A news item appeared today describing how a black motorist in Ohio was pulled over for, among other things, making eye contact with a police officer. That man was
John Felton of Detroit. And the story underscores the problem of “breathing while black” when it comes to heavy-handed treatment from police.
The video, widely available, and
featured on Gawker today, shows Felton, who was driving to his mother’s home, speaking with the police officer. The cop first claimed he pulled over Felton on a technicality: not activating his turn signal 100 feet before a turn. But as the video goes on, he claims to have pulled Felton over “Because you made direct eye contact with me and held onto it when I was passing you.”
One hopes that the Dayton police officer was unaware of the chilling history of such complaints. In the really bad old days of the Jim Crow South, a black man could be lynched for such petty “offenses” as looking a white woman twice or stepping on a white man’s shadow.
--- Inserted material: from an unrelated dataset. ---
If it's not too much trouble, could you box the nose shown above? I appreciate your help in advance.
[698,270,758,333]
Worse, given the way police are told to treat “furtive movements” or running from police as elements of “probable cause,” how can slow, steady eye contact, the exact opposite, be cause to pull somebody over? It presents a dilemma that means almost any behavior allows a person to be pulled over.
We recommend watching the video. Felton seems to be a class act, somebody who is aware of his rights, but isn’t combative or aggressive about his objections. (There is a little strong language — the S-word — in the video.) We’ll be watching for this story as it progresses, and hoping that the officer in question is given a primer on just why pulling over black motorists for making eye contact is wrong on more than a strictly legal basis.